Reputation: 681
I have this dataframe:
df1 <- data.frame(a = c("correct", "wrong", "wrong", "correct"),
b = c(1, 2, 3, 4),
c = c("wrong", "wrong", "wrong", "wrong"),
d = c(2, 2, 3, 4))
a b c d
correct 1 wrong 2
wrong 2 wrong 2
wrong 3 wrong 3
correct 4 wrong 4
and would like to select only the columns with either the strings 'correct' or 'wrong' (i.e., columns b and d in df1), such that I get this dataframe:
df2 <- data.frame(a = c("correct", "wrong", "wrong", "correct"),
c = c("wrong", "wrong", "wrong", "wrong"))
a c
1 correct wrong
2 wrong wrong
3 wrong wrong
4 correct wrong
Can I use dplyr to do this? If not, what function(s) can I use to do this? The example I've given is straightforward, in that I can just do this (dplyr):
select(df1, a, c)
However, in my actual dataframe, I have about 700 variables/columns and a few hundred columns that contain the strings 'correct' or 'wrong' and I don't know the variable/column names.

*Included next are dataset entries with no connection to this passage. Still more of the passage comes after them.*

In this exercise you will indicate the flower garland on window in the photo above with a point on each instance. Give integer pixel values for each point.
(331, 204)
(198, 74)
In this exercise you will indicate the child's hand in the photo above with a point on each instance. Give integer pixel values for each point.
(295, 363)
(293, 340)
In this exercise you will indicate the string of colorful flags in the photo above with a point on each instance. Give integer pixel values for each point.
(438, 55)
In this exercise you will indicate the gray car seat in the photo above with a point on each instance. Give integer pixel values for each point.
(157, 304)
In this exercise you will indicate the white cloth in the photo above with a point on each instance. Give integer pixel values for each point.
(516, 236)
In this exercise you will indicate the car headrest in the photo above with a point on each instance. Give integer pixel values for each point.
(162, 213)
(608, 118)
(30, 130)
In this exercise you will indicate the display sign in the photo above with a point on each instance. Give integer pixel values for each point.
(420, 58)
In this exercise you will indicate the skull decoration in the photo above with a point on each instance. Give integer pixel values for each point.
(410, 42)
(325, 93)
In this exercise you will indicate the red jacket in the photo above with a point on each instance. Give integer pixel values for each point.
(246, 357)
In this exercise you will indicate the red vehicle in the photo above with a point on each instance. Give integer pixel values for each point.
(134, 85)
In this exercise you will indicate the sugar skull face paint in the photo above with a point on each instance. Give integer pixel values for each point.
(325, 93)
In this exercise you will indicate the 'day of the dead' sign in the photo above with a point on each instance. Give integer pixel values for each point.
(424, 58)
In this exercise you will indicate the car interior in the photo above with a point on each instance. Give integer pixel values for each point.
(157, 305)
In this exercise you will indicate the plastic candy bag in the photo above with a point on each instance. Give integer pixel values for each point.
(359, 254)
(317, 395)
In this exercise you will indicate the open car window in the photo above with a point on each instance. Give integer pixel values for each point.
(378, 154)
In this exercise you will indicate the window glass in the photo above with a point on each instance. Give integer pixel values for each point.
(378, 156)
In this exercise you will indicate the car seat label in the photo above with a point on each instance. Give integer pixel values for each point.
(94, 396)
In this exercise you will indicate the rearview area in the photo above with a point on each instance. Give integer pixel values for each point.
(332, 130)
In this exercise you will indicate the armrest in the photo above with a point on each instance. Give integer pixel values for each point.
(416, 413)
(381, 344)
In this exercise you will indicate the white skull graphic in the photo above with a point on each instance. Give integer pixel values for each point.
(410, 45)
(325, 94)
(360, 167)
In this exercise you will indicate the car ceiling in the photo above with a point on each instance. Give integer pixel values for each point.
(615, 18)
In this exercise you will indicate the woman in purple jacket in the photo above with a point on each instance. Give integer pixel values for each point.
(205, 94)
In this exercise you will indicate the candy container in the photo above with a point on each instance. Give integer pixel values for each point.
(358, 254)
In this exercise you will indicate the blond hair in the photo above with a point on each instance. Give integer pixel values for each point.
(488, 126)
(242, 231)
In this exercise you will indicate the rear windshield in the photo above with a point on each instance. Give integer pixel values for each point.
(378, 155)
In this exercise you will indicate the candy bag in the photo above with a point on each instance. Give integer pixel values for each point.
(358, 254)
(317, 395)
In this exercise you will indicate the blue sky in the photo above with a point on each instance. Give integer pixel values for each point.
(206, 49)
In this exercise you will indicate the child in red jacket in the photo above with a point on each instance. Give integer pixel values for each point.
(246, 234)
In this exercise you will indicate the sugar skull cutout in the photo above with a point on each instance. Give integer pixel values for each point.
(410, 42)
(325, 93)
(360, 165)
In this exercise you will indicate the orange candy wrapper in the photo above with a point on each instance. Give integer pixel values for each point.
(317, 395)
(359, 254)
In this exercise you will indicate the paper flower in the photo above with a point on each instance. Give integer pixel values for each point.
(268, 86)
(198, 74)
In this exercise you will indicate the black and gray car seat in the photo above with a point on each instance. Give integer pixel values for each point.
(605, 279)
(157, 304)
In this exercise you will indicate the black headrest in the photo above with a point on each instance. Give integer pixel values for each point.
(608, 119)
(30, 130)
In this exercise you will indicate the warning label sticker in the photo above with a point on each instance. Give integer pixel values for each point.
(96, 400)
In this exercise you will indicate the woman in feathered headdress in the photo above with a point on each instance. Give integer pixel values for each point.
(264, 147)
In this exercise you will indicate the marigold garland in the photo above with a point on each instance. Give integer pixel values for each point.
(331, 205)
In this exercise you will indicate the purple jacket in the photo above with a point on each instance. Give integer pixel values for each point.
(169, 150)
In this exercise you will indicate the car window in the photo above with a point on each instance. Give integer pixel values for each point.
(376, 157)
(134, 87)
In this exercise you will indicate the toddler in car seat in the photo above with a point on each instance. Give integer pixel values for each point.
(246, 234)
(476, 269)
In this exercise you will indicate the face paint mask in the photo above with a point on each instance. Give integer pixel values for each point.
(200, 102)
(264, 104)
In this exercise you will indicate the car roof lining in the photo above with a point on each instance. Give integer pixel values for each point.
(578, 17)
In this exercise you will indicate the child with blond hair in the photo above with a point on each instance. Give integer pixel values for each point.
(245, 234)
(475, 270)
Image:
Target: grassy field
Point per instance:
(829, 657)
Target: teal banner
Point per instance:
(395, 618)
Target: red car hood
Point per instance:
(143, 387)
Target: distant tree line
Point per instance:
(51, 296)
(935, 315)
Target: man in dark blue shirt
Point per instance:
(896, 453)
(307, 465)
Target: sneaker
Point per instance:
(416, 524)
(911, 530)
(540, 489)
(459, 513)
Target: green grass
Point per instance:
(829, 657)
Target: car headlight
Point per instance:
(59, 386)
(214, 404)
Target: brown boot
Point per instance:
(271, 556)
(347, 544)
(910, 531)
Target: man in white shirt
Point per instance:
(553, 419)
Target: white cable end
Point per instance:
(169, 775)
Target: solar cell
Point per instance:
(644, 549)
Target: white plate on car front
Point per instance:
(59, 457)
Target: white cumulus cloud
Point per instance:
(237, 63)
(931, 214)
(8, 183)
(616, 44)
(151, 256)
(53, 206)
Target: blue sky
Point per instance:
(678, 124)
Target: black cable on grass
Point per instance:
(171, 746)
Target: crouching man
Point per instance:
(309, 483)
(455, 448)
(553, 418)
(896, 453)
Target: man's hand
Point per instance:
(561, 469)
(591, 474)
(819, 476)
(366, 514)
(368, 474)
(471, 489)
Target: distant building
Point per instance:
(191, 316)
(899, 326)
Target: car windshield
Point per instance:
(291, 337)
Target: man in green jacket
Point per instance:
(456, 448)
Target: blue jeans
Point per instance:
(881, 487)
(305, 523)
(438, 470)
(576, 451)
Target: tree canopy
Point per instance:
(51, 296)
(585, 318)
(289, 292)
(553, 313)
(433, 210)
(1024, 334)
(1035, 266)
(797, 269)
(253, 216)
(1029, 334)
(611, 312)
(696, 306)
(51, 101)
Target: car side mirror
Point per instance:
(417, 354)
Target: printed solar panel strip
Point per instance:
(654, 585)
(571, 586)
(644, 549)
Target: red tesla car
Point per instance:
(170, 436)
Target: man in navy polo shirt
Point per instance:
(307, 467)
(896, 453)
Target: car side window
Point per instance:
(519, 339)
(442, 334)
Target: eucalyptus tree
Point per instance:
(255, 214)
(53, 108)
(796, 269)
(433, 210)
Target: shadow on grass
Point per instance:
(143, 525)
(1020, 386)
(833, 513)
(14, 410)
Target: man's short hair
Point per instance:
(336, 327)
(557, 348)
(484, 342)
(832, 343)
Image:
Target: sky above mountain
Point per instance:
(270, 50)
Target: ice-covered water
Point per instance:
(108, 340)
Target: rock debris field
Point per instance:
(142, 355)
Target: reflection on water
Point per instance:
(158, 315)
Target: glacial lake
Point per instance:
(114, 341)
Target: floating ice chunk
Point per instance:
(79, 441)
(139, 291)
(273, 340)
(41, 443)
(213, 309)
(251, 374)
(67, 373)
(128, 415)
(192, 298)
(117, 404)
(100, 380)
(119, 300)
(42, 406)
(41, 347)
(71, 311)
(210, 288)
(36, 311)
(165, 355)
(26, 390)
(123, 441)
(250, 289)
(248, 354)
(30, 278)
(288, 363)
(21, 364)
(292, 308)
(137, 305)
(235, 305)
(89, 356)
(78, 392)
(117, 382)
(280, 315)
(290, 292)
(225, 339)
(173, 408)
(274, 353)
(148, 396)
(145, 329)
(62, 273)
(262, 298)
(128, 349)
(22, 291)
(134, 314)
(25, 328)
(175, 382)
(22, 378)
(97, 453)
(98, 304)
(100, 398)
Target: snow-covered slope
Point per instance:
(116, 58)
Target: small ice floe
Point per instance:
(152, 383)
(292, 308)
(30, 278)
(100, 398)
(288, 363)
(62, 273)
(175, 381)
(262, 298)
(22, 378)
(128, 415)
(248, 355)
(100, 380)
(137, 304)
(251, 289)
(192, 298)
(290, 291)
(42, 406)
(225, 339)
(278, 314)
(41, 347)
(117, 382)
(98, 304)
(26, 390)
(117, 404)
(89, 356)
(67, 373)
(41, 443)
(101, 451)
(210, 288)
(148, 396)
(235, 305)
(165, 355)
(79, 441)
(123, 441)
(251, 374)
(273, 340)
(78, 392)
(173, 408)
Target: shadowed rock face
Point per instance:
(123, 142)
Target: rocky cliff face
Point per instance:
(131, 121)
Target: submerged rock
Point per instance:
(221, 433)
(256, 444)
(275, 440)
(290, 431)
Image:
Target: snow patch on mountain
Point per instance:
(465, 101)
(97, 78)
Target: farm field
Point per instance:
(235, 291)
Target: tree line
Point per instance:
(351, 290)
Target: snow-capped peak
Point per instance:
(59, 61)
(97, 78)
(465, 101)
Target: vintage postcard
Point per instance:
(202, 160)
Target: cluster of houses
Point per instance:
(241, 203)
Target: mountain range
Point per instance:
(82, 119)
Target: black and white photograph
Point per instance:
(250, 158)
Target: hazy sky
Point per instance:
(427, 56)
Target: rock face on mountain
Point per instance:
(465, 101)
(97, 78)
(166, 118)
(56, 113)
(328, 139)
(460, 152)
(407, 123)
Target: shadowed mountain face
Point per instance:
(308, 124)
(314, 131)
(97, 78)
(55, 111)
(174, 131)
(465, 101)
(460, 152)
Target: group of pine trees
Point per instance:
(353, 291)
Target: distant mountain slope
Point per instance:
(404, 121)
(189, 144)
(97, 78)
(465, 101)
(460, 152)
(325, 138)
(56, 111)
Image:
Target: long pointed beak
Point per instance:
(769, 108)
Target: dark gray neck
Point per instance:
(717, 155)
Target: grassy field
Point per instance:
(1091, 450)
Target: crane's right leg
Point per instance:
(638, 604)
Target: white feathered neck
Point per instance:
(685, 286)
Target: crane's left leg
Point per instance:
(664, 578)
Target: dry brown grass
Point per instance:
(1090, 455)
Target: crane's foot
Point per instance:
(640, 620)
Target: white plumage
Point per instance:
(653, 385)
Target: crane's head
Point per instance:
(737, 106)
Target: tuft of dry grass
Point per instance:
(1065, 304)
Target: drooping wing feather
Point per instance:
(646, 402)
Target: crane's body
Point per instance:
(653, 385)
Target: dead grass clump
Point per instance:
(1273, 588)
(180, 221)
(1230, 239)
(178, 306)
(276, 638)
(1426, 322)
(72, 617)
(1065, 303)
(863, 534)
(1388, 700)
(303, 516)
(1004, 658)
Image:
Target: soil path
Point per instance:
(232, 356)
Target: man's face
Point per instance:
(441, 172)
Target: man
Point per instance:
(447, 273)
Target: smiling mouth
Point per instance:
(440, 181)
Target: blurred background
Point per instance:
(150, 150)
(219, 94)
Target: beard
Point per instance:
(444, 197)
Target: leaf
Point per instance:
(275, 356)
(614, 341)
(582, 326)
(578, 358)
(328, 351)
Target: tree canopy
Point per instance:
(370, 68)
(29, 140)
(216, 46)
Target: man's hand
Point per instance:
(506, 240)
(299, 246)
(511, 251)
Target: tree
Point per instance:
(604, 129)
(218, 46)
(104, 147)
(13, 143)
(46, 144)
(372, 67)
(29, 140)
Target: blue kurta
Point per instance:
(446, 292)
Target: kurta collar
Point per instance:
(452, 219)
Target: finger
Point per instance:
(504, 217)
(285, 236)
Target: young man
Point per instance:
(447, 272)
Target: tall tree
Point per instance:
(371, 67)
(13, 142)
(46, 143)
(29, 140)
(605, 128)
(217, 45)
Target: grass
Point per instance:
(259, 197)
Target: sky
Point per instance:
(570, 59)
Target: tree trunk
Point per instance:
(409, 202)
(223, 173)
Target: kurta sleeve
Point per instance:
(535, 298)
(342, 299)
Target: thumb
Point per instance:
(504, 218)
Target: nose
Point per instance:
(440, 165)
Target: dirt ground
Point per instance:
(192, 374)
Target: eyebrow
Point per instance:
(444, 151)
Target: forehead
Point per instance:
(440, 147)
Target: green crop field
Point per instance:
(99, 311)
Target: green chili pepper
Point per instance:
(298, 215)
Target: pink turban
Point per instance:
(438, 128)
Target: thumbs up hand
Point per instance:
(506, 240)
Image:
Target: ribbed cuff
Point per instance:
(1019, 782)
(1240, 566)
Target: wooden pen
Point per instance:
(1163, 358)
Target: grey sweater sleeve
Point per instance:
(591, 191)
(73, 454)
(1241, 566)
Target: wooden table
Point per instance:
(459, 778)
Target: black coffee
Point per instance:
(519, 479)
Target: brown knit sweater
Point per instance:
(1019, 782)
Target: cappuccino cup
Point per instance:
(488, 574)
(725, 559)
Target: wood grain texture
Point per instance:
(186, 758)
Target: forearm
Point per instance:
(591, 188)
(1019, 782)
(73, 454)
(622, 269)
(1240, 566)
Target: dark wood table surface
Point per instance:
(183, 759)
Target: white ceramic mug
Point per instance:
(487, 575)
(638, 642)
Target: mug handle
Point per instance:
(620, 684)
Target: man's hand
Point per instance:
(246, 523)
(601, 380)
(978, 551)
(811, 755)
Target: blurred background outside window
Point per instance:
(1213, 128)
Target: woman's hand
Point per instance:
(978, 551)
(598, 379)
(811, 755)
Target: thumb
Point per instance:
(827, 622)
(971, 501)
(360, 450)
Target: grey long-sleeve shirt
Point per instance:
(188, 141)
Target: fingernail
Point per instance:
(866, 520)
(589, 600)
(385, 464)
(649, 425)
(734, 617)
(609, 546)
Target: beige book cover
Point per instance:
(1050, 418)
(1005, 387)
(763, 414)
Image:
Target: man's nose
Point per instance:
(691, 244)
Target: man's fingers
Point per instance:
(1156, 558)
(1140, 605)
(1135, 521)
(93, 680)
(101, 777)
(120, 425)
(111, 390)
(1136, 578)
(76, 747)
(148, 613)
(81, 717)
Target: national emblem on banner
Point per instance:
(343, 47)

Any suggestions as to how to do this quickly? Thanks a lot!
Upvotes: 7
Views: 4753
Reputation: 28461
---- update -----
Thanks Colonel Beavel. What an elegant solution. I will def use Filter
more.
I want to check a speed solution too just in case time is an important factor:
locator <- apply(df1, 2, function(x) grepl("correct|wrong", x))
index <- apply(locator, 2, any)
newdf <- df1[,!index]
I expanded your data frame to 500,000 columns:
dftest <- as.data.frame(replicate(500000, df1[,1]))
Then tested the system time for a function with apply
, Filter
with grepl, and Filter
with pattern %in%:
f <- function() {
locator <- apply(dftest, 2, function(x) grepl("correct|wrong", x))
index <- apply(locator, 2, any)
newdf <- dftest[,!index]
}
f1 <- function() {newdf <- (Filter(function(x) any(c("wrong", "correct") %in% x), dftest))}
f2 <- function() {newdf <- Filter(function(u) any(grepl('wrong|correct',u)), dftest)}
system.time(f())
user system elapsed
24.32 0.00 24.35
system.time(f1())
user system elapsed
2.31 0.00 2.34
system.time(f2())
user system elapsed
8.66 0.01 8.71
Colonel's solution is by far the best one. It's clean and performs best. --credit @akrun for data.frame suggestion.
Upvotes: 2
Reputation: 31181
You can use base R
Filter
which will operate on each of df1
's columns and keep all ones satisfying the logical test in the function:
Filter(function(u) any(c('wrong','correct') %in% u), df1)
# a c
#1 correct wrong
#2 wrong wrong
#3 wrong wrong
#4 correct wrong
You can also use grepl
:
Filter(function(u) any(grepl('wrong|correct',u)), df1)
Upvotes: 9